Until more work is done, hypertensive patients with a reproducible
difference in blood pressure between arms should be investigated and
managed intensively, on the assumption that they have asymptomatic
peripheral vascular disease.?
The article cited above is a comment on a peer-reviewed paper, also in
the British Medical Journal:
Finlay A McAlister and Sharon E Straus. Evidence based treatment of
hypertension: Measurement of blood presssure: an evidence based
review. BMJ 2001 322: 908-911.
http://bmj.bmjjournals.com/cgi/content/full/322/7291/908
Another journal article, aimed at primary care doctors, addresses the
incidence and significance of the so-called ?differential blood
pressure sign:?
Clark CE, Powell RJ. The differential blood pressure sign in general
practice: prevalence and prognostic value. Fam Pract. 2002
Oct;19(5):439-41.
Here?s a link to the full text of the article:
http://fampra.oupjournals.org/cgi/content/full/19/5/439
or to the PDF version, if you prefer:
http://fampra.oupjournals.org/cgi/reprint/19/5/439
The bottom line of this article is that a discrepancy in brachial
(arm) blood pressure greater than 20 mmHg should be investigated
further and is associated with a higher risk of coronary artery
disease and peripheral vascular disease. From the history, coronary
artery disease is present, however, after bypass, such differences
should likely resolve and usually aren?t as large as you describe.
Peripheral vascular disease (also known as peripheral arterial
occlusive disease) is more common in patients with diabetes and,
generally speaking, a disease, like atherosclerosis in the heart, of
the peripheral arteries, for example in the legs or arms. This can
indicate that you have plaques in the arteries of one arm causing a
decrease in blood pressure. It would also suggest that your actual
systemic systolic blood pressure is in the 200 mmHg range. Both of
these situations would require prompt further evaluation since
peripheral vascular disease can lead to loss of a limb and systemic
systolic blood pressure in the 200 mmHg range can lead to strokes.

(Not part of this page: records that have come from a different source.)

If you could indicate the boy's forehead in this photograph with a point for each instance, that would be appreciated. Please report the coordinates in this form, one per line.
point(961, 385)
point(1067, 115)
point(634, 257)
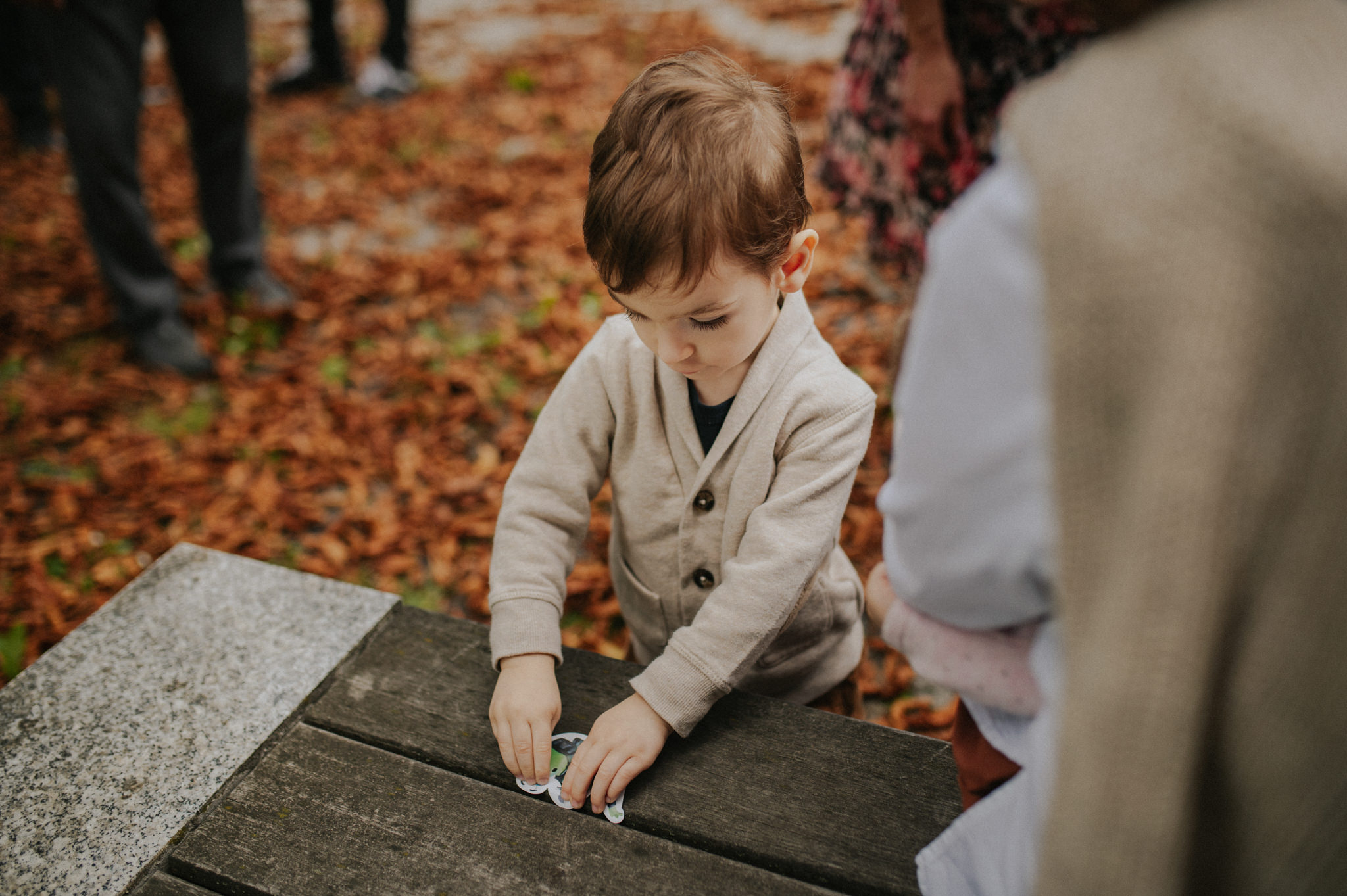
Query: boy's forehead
point(716, 291)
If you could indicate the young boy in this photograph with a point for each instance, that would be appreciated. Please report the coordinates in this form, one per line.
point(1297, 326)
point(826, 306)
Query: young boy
point(726, 424)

If you are interested, here is an article from e-medicine with more
information on the topic:
http://www.emedicine.com/med/topic391.htm
The other possibility to explain the discrepancy, alluded to above, is
that there is some innominate (aka brachiocephalic) or subclavian
artery stenosis on the side of the lower pressure. This again
suggests that your true systemic systolic blood pressure is in the 200
mmHg range, which is very concerning. Here is a pictures of the
anatomy of the upper trunk vasculature:
http://nba.uth.tmc.edu/courses/gross2004/lectures/block_1/rogers/thorax_4/images/netter_233a.jpg
http://www.vh.org/adult/provider/anatomy/atlasofanatomy/plate19/01pericardium.html
Proximal subclavian artery stenosis is concerning for the possible
development of a disorder known as subclavian steal. This is a
problem where a partial occlusion of the subclavian artery prior to
the origin of the vertebral artery causes a reversal of the direction
of blood flow in the vertebral artery, which is one of the vessels
supplying the brain. This can lean to neurological symptoms. The
disorder is 3-4 times more likely to occur on the left compared to the
right. Here are two articles describing this phenomenon in detail:
http://www.emedicine.com/med/topic2771.htm
http://www.emedicine.com/radio/topic663.htm
The best diagnostic tool is color Doppler ultrasound, which can assess
the direction of blood flow in the vessels involved.
I hope this information was useful. Again, I would recommend prompt
evaluation by a medical professional, since some serious medical
problems can cause the symptoms you describe.